You are going to need to put the data from the messages into some sort of data store, and you're going to be inserting at a high rate into that - can your target data store cope with inserts at this high frequency? What happens to your processing pipeline if your target store has an outage? I went with a similar approach as described in this article, which is summarized as 'in the event of any failure when processing a batch of messages, move the entire batch onto an 'errors' hub and let another function try and process them'. You can't stop processing at this volume or you will fall behind!

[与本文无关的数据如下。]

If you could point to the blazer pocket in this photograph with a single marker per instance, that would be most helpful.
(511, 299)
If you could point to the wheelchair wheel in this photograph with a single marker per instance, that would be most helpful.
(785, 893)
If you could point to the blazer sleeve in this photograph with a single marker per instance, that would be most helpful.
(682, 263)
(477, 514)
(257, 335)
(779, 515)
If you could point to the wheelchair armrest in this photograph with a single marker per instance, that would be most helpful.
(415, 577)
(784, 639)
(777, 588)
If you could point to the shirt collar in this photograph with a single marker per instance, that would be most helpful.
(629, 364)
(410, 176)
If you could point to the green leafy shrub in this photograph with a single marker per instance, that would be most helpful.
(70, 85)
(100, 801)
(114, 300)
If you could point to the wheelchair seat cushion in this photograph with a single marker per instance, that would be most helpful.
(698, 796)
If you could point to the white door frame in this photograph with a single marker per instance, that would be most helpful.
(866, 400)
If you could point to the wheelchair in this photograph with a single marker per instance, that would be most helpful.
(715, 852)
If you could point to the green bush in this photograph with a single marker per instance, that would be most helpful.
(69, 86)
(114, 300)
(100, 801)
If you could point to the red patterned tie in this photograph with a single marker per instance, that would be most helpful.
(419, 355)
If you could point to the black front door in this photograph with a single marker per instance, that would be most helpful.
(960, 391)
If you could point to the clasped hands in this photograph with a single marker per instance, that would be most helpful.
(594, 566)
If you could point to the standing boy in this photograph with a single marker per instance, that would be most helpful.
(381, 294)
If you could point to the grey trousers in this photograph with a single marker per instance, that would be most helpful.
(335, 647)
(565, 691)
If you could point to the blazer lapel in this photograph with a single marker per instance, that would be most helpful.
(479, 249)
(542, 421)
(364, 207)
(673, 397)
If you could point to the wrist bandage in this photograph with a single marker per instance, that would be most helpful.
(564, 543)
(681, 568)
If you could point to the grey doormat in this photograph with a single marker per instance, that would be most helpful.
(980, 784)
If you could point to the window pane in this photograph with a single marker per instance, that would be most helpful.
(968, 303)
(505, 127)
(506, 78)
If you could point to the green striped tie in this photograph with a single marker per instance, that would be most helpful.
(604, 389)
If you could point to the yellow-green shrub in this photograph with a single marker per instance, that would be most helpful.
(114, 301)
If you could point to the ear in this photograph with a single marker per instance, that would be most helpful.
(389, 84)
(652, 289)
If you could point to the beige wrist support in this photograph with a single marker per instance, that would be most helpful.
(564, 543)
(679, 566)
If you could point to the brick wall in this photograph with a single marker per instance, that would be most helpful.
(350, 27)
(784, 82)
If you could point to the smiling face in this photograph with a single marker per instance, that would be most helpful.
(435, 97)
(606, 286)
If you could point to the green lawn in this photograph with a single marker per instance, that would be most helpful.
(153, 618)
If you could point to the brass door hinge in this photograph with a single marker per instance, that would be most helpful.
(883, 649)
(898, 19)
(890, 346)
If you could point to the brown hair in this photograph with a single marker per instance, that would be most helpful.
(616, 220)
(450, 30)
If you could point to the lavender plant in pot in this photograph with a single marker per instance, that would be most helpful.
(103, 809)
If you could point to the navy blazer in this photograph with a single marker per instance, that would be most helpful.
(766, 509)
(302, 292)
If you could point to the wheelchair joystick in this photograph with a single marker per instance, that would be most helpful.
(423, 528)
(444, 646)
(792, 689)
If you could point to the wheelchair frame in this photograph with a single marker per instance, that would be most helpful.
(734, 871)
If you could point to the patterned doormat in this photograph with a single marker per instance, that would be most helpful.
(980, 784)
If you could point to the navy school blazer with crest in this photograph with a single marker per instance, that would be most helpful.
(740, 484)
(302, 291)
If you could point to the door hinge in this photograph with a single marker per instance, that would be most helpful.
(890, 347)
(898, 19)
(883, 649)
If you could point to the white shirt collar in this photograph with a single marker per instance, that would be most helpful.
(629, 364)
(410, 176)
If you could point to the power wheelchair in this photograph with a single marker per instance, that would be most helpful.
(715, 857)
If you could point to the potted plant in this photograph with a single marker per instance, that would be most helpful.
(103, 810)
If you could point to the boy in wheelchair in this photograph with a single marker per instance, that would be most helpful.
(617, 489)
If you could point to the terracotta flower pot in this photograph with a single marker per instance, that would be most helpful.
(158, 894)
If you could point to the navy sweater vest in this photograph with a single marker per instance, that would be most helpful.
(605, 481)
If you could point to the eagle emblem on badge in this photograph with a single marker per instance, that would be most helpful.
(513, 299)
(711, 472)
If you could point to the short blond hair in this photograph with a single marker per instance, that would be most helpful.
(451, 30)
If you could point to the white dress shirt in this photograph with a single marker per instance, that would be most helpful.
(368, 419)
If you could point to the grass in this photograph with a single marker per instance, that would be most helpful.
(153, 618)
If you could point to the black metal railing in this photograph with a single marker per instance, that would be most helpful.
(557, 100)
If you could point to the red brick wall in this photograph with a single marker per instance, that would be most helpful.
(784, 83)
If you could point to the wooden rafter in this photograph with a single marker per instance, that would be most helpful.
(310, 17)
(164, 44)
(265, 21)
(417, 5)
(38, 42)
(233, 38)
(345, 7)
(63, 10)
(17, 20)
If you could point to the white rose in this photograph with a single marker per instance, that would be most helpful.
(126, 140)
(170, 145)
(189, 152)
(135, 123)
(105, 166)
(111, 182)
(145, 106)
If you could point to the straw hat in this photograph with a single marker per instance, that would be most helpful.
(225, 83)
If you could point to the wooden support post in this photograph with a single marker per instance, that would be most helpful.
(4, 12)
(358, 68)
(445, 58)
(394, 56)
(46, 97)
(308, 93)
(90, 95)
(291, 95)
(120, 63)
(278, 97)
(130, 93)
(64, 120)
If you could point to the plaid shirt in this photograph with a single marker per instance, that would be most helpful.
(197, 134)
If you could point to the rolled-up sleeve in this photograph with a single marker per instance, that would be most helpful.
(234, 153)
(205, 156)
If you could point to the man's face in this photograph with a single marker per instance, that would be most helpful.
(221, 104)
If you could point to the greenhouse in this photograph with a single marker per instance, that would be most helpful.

https://blog.pragmatists.com/retrying-consumer-architecture-in-the-apache-kafka-939ac4cb851a
That's also an important point. How real-time does your processing need to be? If you start falling behind, would you need to scale out to try and catch up? How would you know if this was happening? I created a metric to track how far behind the latest event any partition is, which allows me to visualize and set up alerts on - I also scale out my functions based on this number.
https://medium.com/@dylanm_asos/azure-functions-event-hub-processing-8a3f39d2cd0f
At the volumes you've mentioned - it's not just some configuration that will let you achieve it, there are a number of considerations
回答2:
- If you're willing to write a lot more code instead of using Azure Functions then writing your own application using EventHub SDK can not be beaten easily when it comes to throughput and flexibility of functionality.
- A great blog Azure Functions and Event Hubs: Optimising for Throughput. Here is my summary of it's summary (which is also at end).
- Publish in batches if possible.
- Keep partition count high.
- Keep
maxBatchSize
high as possible. (remember this is just a suggestion to Function Runtime, there are too many variables and you may not get big enough batches even if you setmaxBatchSize
to a big number) - Use dedicated plan instead of consumption.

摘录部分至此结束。